Even during periods in 2025 when I haven’t had the time to play as much as I’d like, Warhost has been quietly growing in my head. Ideas accumulate, connections form, and the setting deepens, waiting patiently for the moments when time allows me to sit down and start turning those thoughts into something tangible.

And then there’s Gangs of Rome. Just a slice of it, here and there. Smaller story-driven games, shorter commitments, but no less rich. Gentle reminders that even brief sessions can deliver memorable moments when played with the right people.

Creating and Collecting Miniatures, Building Stories

Creating and collecting miniatures remains a constant joy for me. It’s not just about ownership or completion; it’s about potential. Every model represents a future story, a battle yet to be fought, a moment waiting to be shared with friends around the table.

Painting and collecting are often solitary pursuits, but they’re always done with a social goal in mind. I don’t have armies painted to sit on shelves. I have them to be used, discussed, admired, and occasionally cursed when the dice don’t go my way. Miniatures are invitations: to games, to conversations, to time spent together.

Why the Table Matters

When I do get the time, a top-quality gaming table matters deeply to me, and not just for aesthetics. The table sets the narrative. It tells players, before a single die is rolled, that what happens here matters.

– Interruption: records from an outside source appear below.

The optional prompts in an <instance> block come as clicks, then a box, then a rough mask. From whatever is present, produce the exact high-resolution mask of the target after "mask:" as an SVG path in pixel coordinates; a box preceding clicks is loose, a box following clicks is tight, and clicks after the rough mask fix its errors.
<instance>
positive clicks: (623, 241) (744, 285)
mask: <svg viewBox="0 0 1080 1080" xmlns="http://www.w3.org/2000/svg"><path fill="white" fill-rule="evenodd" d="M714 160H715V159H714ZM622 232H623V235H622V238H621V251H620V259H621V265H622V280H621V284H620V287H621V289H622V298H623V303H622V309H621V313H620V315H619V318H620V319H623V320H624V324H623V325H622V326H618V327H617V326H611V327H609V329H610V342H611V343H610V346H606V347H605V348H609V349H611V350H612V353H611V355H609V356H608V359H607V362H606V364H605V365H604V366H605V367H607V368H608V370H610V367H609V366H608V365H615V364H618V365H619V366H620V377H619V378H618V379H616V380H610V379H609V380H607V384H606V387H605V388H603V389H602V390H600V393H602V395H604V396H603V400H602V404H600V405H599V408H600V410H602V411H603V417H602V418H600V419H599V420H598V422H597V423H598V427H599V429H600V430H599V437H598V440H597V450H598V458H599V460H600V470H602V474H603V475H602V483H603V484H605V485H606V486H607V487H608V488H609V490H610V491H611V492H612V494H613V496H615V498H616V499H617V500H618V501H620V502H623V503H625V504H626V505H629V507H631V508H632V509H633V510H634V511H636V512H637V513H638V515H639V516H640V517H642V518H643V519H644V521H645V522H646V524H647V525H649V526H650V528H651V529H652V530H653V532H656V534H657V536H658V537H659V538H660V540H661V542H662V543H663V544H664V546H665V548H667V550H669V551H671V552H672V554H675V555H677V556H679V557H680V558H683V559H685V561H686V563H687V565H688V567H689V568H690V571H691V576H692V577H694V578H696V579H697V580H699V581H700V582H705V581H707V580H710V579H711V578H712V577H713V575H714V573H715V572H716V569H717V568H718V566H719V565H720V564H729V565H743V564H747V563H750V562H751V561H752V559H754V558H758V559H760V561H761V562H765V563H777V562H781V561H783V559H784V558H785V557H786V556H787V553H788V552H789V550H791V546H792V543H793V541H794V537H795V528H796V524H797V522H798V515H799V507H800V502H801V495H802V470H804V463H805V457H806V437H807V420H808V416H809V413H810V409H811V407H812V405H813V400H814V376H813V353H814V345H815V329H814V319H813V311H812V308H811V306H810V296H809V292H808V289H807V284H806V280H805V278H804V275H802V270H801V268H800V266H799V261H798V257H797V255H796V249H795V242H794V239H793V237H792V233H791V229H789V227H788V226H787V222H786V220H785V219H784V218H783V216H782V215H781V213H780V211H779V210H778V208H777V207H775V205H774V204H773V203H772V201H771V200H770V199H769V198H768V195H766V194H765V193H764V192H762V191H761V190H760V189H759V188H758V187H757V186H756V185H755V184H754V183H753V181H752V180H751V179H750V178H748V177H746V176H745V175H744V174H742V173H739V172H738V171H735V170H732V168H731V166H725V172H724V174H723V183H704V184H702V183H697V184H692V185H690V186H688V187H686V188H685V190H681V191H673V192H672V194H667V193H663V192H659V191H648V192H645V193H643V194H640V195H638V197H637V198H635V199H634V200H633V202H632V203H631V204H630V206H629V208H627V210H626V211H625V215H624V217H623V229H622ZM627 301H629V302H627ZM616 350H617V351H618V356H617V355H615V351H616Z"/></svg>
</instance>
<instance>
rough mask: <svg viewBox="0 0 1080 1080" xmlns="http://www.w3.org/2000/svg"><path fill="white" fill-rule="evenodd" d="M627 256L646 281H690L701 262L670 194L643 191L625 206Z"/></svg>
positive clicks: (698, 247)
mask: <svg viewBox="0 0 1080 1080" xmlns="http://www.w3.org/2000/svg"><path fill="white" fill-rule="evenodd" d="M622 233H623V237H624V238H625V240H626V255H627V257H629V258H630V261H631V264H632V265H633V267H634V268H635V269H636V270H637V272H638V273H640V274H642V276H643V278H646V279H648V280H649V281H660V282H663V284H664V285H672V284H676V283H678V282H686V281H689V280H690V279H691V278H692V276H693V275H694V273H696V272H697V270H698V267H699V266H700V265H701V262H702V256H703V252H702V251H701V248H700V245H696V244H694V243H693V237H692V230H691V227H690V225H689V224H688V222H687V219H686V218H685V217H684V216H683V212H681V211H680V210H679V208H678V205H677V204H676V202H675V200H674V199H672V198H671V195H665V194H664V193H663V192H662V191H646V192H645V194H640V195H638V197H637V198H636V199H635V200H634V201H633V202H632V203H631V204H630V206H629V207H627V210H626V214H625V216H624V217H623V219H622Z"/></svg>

When terrain is evocative and thoughtfully laid out, players lean in. They care more. They remember moments: last stands on a hill, desperate charges through streets, improbable victories snatched from defeat. A good table doesn’t just host a game; it frames a shared experience. In a world where time together is rare, I want those moments to feel special.

Looking Ahead to 2026

If there’s one theme that’s defined 2025 for me, it’s the scarcity of personal time. Tabletop gaming has helped me become more intentional about how I spend it. Fewer games, perhaps, but better ones. Games played with friends, unhurried, meaningful, and remembered long after the miniatures are packed away.

That’s what I want to carry forward into 2026.

My plan for my downtime next year is simple, even if finding the hours isn’t. I want to spend more of my own time expanding the Warhost universe. The ideas are already there: background, cultures, conflicts, and stories waiting to be told. The only thing holding them back is the quiet, practical challenge of finding the time to sit down and turn them into words at the keyboard.

More than anything, though, I want more moments around the table. More shared afternoons and evenings, more dice rolled in good company, more stories that only exist because friends made time to be in the same place at the same moment.

If 2025 taught me anything, it’s that those moments don’t happen by accident. So heading into 2026, that’s the promise I’m making, to myself, and to the friends who make this hobby what it is.